Epstein on Koontz (#UChiLawSCt)

Koontz v. St. Johns River Water Management District: Of Issues Resolved--and Shoved under the Table

The Supreme Court's five-to-four decision in favor of the landowners in Koontz v. St. Johns River Water Management District counts as a victory of sorts for the property rights movement. The case involved an all-too common exercise of state permit power. Koontz had applied for a permit to develop some 3.7 acres of his waterfront property and for that privilege he was prepared to offer the state a conservation easement that would make it impossible for him to develop the remaining 11 acres of that parcel. The official reply was that the permit would be denied unless Koontz acceded to one of two conditions. By the first, he had to agree to cut down the site development to one-acre and to make other costly modifications to his project. By the second, the District requested that he hire, for an uncertain sum, contractors to replace culverts or fill in ditches on other parts of the land. Koontz balked; the District stuck to its guns, and nothing happened. In his subsequent law suit, Koontz claimed that the exactions imposed by the District offended the various tests for an appropriate nexus between the permit and condition that had been developed in the important Supreme Court cases of Nollan v. California Coastal Commission (1987) and Dolan v. City of Tigard (1994).

Harms v. Benefits

One unfortunate aspect about this case was that Koontz, bending to the current legal realities, had been prepared in his application to deed over some portion of his land to the Water District to get the permit in the first place. But the antecedent question is why he should be required to make any such concession in the first place. In dealing with this issue, Dolan put the right framework on the question by insisting that the condition in question be linked to either a benefit that the state provided or to a harm that the developer's project would create--in that instance additional runoff into public waters.

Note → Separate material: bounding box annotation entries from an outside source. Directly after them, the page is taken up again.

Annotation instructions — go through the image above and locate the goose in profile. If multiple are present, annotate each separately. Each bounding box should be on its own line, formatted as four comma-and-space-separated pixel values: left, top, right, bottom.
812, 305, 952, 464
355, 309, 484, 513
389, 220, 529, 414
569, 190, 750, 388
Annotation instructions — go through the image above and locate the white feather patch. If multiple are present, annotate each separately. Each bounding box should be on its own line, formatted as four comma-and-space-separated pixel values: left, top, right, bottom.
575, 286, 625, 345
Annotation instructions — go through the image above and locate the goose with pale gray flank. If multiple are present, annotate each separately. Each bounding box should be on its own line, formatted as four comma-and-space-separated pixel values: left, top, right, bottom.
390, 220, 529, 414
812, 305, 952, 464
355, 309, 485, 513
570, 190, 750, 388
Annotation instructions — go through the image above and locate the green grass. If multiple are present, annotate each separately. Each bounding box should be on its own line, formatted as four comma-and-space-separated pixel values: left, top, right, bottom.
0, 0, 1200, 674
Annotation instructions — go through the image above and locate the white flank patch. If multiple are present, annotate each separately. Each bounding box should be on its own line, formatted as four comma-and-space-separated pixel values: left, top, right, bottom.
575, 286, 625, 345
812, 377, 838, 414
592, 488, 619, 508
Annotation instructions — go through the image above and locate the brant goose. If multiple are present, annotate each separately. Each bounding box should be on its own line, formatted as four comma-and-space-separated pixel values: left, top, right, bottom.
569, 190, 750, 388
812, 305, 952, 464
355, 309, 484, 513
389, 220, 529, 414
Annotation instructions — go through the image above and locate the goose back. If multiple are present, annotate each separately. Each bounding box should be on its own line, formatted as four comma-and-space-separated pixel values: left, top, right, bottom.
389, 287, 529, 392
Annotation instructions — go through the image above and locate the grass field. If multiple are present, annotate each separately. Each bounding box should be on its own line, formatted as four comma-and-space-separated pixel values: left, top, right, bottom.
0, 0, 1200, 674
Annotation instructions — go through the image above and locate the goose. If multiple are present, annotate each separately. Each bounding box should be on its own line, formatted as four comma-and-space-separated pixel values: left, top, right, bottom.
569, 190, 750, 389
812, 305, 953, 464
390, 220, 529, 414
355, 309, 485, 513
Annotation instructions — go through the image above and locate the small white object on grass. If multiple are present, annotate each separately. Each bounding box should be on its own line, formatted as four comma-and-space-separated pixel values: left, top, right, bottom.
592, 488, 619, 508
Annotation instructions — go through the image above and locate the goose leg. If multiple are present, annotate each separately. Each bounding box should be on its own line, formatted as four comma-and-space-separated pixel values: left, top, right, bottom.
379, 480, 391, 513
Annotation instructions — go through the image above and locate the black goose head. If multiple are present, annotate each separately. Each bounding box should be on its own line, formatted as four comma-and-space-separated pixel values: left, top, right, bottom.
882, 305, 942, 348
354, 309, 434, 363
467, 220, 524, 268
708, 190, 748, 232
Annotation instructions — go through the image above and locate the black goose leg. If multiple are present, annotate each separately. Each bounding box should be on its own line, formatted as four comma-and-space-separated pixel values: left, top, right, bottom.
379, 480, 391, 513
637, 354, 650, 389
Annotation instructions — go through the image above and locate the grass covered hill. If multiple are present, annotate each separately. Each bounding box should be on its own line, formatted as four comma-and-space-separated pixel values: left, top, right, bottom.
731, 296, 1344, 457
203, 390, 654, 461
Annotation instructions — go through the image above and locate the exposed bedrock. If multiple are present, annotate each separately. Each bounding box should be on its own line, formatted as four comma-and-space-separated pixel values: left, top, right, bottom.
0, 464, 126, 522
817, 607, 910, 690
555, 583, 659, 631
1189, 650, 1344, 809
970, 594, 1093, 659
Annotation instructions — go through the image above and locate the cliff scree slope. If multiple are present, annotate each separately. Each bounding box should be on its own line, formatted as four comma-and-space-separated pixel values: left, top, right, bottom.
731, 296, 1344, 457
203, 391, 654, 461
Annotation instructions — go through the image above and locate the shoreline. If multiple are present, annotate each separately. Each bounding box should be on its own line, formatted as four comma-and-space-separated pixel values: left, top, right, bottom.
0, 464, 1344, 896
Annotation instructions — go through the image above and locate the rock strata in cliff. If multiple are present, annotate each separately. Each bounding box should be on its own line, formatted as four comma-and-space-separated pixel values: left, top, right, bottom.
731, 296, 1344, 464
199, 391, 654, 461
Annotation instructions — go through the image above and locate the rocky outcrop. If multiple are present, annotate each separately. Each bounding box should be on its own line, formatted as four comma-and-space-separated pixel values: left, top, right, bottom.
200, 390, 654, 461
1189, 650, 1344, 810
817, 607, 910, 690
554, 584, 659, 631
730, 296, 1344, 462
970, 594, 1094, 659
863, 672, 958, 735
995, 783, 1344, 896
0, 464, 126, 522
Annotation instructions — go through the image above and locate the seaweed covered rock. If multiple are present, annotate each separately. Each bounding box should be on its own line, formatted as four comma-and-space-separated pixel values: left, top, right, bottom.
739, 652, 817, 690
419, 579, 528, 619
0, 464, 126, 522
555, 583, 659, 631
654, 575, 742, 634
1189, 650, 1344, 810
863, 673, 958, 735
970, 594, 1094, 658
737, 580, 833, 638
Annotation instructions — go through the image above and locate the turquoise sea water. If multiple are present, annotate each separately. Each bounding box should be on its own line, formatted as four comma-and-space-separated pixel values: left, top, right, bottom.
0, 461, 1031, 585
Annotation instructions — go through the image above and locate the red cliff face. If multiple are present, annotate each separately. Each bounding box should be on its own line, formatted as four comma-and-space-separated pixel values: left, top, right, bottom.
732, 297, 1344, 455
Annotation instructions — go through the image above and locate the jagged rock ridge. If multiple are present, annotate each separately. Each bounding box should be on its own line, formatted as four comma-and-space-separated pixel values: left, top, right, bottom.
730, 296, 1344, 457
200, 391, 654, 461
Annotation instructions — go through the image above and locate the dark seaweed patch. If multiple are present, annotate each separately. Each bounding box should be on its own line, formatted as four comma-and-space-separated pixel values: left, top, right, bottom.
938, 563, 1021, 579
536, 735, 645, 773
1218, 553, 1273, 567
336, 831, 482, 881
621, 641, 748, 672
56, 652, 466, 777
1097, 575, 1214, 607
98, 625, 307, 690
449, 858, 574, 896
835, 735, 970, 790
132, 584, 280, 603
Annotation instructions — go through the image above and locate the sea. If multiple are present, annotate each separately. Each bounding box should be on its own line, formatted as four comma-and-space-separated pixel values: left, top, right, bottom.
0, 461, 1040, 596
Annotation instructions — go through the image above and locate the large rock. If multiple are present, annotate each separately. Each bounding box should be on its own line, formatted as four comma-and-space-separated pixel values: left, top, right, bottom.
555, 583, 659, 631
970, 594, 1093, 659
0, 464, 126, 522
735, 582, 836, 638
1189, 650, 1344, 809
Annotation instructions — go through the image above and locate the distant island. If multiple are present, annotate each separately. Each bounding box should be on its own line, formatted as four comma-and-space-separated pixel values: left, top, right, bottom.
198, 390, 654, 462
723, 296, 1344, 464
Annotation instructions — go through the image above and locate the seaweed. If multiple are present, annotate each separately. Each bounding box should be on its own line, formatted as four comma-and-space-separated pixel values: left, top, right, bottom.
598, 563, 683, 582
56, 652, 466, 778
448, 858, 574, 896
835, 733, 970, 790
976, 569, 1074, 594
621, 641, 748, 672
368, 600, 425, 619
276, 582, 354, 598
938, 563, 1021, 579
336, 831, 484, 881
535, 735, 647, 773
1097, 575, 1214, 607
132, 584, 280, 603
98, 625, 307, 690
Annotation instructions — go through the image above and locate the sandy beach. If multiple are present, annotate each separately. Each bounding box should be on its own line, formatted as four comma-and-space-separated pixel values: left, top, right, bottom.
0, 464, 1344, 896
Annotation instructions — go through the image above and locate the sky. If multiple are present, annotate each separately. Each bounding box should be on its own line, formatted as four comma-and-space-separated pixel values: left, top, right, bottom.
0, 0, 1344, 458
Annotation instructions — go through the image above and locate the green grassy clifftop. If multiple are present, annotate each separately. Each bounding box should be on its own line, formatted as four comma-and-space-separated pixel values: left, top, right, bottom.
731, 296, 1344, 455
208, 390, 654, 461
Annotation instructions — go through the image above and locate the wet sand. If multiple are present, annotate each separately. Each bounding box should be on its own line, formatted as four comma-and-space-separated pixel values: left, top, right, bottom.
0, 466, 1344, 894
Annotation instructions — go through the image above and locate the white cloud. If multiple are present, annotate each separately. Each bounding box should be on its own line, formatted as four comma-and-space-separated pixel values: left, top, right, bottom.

The implicit subtext of the Koontz application was that the failure to mitigate so-called environmental damage counts as a harm which the Water District is entitled to redress without compensation. But there is no reason why that should be the case. In dealing with the harm/benefit distinction in other private law contexts, it is clear that the operative distinction runs as follows. The defendant engages in harm to the world when he pollutes it. The state demands a benefit from the landowner such as insisting that the land be used as a nature preserve. It ties the English language into impossible knots to say that the defendant harms any plaintiff to whom he does not supply a benefit. That would mean that all landowners harm their neighbors by refusing to allow them to graze their cattle in the fields or to bed down at night on the front lawn. And it would mean that every person in the world has conferred a benefit on all individuals whom they do not summarily execute or rob. It is only if the terms "harm" and "benefit" are placed within a coherent framework of preexisting property rights that they can be used in a coherent sense that makes legal intervention the exception for a targeted case, not a universal imperative in any case where any landowner attempts any development at all.